CORRESP 9 filename9.htm Correspondence

BY EDGAR

May 9, 2011

Securities and Exchange Commission

Division of Corporation Finance

100 F Street, NE

Washington, D.C. 20549

Attn:     Jeffrey Riedler
      Johnny Gharib

 

Re:     Marina Biotech, Inc.
      Registration Statement on Form S-1
      Originally Filed March 25, 2011
      File No. 333-173108

Dear Mr. Riedler:

On behalf of our client Marina Biotech, Inc. (the “Company”), we hereby submit this letter in response to the comments set forth in that certain letter dated March 31, 2011 from the staff (the “Staff”) of the Securities and Exchange Commission (the “Commission”) to J. Michael French, the President and Chief Executive Officer of the Company, relating to the Registration Statement on Form S-1 that the Company originally filed with the Commission on March 25, 2011, and that it amended by filing an Amendment No. 1 to the Registration Statement on Form S-1 on May 2, 2011 (File No. 333-173108) (as so amended, the “Registration Statement”).
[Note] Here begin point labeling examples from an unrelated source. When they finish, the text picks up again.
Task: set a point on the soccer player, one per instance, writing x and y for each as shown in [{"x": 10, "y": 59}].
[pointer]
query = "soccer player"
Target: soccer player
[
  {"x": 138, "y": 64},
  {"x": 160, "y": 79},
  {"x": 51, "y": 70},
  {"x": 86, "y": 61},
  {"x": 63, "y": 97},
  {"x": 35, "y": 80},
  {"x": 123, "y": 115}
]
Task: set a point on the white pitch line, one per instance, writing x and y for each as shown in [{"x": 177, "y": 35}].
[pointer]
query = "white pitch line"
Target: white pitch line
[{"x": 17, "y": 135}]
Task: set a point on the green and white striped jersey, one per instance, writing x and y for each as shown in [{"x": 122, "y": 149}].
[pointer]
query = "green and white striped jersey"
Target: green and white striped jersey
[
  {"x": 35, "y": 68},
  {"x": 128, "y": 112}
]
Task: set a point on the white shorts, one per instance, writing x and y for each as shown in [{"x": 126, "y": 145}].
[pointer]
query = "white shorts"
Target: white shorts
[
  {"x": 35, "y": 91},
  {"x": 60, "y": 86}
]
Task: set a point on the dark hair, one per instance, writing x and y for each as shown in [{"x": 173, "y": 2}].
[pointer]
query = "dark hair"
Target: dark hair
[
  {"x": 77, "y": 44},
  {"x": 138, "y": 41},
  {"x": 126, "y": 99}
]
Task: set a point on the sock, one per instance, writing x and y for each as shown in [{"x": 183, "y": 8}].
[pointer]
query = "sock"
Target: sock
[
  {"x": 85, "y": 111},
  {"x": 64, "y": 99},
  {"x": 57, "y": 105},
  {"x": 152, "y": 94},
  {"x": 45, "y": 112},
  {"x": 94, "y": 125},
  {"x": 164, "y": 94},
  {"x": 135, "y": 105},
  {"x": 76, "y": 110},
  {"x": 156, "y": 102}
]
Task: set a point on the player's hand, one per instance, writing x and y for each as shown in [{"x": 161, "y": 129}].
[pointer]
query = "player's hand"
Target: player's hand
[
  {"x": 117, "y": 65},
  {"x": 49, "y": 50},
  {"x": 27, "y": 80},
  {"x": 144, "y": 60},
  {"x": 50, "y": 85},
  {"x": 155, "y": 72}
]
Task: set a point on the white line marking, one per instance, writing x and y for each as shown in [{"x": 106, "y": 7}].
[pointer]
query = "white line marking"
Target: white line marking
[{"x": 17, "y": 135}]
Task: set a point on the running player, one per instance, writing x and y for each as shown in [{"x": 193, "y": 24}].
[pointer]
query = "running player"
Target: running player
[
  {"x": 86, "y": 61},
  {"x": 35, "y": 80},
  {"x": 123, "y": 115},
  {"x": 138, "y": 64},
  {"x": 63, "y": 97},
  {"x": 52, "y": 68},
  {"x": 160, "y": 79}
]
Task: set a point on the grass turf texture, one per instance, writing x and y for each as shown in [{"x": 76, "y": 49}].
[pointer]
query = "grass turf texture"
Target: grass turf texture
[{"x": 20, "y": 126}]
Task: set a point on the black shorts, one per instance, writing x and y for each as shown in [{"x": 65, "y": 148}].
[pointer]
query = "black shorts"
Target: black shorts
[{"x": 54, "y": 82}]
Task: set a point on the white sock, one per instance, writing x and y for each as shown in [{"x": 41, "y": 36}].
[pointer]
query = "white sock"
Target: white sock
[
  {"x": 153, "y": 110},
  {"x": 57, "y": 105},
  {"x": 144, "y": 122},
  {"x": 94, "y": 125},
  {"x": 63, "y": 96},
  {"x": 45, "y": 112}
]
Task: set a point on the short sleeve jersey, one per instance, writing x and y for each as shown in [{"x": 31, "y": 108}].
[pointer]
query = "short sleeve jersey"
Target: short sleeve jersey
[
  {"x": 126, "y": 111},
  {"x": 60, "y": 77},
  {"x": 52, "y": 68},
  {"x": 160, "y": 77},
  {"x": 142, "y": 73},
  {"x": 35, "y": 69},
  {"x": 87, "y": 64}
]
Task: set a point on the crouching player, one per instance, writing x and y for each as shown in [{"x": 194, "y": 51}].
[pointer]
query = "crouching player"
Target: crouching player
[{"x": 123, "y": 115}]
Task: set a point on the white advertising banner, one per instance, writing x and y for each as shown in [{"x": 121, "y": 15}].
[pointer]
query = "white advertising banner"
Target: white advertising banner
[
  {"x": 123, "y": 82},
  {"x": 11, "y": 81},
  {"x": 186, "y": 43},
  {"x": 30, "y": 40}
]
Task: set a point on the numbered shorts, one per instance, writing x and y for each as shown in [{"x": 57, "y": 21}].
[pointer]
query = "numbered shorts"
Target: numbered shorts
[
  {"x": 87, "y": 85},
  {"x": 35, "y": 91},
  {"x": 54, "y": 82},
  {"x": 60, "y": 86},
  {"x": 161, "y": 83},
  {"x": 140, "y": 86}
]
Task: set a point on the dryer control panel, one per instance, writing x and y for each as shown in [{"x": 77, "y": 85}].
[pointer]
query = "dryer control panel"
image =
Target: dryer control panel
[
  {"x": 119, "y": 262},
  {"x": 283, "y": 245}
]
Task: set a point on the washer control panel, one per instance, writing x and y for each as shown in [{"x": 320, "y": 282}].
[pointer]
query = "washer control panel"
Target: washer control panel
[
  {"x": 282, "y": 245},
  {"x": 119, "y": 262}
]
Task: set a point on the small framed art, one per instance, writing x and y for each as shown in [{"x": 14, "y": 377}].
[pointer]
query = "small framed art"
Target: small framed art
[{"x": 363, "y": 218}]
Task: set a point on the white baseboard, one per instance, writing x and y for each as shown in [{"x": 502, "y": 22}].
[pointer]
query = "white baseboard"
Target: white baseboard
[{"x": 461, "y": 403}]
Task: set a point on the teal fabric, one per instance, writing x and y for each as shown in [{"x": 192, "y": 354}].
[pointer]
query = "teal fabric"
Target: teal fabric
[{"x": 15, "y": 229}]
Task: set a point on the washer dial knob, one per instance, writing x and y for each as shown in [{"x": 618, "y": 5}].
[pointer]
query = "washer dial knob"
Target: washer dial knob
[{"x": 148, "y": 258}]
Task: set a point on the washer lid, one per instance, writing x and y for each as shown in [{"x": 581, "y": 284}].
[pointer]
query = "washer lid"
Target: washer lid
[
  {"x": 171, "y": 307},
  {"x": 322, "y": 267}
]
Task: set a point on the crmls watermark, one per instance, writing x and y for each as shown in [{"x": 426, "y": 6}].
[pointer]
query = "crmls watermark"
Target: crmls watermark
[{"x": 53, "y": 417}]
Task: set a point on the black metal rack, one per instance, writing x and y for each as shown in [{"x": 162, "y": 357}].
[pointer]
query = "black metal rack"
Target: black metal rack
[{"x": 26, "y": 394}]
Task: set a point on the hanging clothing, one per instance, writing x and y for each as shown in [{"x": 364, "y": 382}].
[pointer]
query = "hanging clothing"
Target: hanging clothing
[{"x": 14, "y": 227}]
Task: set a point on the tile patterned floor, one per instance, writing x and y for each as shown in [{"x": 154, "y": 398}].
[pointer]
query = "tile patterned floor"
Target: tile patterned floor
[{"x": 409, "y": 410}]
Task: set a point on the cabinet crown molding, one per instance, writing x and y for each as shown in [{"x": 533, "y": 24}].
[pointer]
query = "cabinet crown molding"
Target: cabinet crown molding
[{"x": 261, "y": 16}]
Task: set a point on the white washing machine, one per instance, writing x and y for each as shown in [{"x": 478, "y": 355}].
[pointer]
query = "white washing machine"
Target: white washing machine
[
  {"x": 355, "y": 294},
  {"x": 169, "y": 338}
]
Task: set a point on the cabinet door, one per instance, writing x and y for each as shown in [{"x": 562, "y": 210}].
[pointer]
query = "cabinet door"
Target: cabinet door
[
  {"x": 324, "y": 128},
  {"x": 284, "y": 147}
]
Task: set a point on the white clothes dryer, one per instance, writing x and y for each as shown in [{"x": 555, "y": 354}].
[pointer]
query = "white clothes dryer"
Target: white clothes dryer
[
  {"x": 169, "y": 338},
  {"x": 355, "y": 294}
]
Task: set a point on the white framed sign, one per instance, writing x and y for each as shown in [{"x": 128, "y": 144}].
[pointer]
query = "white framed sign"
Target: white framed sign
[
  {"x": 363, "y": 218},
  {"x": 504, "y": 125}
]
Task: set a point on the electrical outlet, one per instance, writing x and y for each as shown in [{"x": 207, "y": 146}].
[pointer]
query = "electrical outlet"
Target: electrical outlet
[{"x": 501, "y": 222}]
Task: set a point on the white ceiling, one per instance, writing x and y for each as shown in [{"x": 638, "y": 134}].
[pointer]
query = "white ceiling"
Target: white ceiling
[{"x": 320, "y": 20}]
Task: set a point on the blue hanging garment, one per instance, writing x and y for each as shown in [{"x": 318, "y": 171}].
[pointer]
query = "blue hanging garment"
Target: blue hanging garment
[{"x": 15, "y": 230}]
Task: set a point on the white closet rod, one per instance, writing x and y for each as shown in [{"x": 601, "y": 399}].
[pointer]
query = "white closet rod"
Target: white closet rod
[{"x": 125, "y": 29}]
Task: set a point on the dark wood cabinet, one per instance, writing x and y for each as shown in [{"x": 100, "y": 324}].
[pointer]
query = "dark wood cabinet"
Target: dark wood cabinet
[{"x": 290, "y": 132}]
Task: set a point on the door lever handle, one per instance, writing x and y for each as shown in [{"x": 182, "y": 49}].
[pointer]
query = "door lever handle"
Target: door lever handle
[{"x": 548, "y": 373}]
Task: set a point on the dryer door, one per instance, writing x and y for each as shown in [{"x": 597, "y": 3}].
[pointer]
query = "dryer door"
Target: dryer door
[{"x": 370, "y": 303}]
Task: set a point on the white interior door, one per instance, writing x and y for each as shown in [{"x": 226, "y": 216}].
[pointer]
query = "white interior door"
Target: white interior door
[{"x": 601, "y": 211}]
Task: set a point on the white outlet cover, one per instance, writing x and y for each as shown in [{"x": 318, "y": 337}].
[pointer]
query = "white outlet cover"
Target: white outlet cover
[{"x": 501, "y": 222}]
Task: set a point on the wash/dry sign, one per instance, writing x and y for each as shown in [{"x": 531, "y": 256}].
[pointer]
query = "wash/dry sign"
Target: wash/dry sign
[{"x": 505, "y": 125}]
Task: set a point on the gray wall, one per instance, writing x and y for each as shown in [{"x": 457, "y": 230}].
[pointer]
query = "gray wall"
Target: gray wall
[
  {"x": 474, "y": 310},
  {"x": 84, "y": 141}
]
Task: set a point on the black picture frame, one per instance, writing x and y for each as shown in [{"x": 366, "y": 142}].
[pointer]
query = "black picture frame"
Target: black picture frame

The Company is responding to the Staff’s comments by revising the Registration Statement as set forth below (the numbered paragraphs below correspond to the numbered paragraphs of the Staff’s March 31, 2011 comment letter, which have been retyped herein in bold for your ease of reference):

General

 

1. Please amend your registration statement to disclose the following terms of your offer:

 

   

Total number of units to be sold in the offering;

 

   

Number of warrants included in each unit;

 

   

Exercise period of the warrants;

 

   

Exercise price of the warrants or the formula that will be used to determine the exercise price;


   

Identity of the underwriter; and

 

   

Compensation that will be paid to the underwriter other than discounts and commissions.

Also, please file the underwriting agreement as an exhibit to your registration statement.

Response

The Company has revised the Registration Statement to reflect an offering of: (1) 14,814,814 units, each consisting of (i) one share of the Company’s common stock and (ii) one Series A Warrant to purchase one share of the Company’s common stock, and (2) 14,814,814 Series B Warrants, each to purchase one unit. The Company has also revised the Registration Statement to reflect an assumed public offering price of $0.54 per unit (with corresponding changes to the “Use of Proceeds”, “Capitalization” and “Dilution” sections of the Registration Statement), to reflect the pricing mechanism for the Series B Warrants, to reflect that the shares of common stock issuable upon exercise of the Series A Warrants will not be offered pursuant to the prospectus included in the Registration Statement (and will not be issuable until one year and one day from the date of issuance, but only if the Company’s stockholders approve an increase in the number of authorized shares of the Company’s common stock), to include revised descriptions of the terms of the Series A Warrants and the Series B Warrants, and to update certain market-related disclosure and disclosure regarding outstanding securities of the Company to a more recent date. In addition, the Company is filing as exhibits to the Registration Statement revised forms of the Underwriting Agreement, Series A Warrant and Series B Warrant.

If you have any further questions or comments, or would like to discuss this response letter or the amended Registration Statement, please feel free to call me at (212) 326-0468.

 

Sincerely,
/s/ Michael T. Campoli
Michael T. Campoli
Pryor Cashman LLP

 

cc: J. Michael French, Marina Biotech, Inc.
  Peter S. Garcia, Marina Biotech, Inc.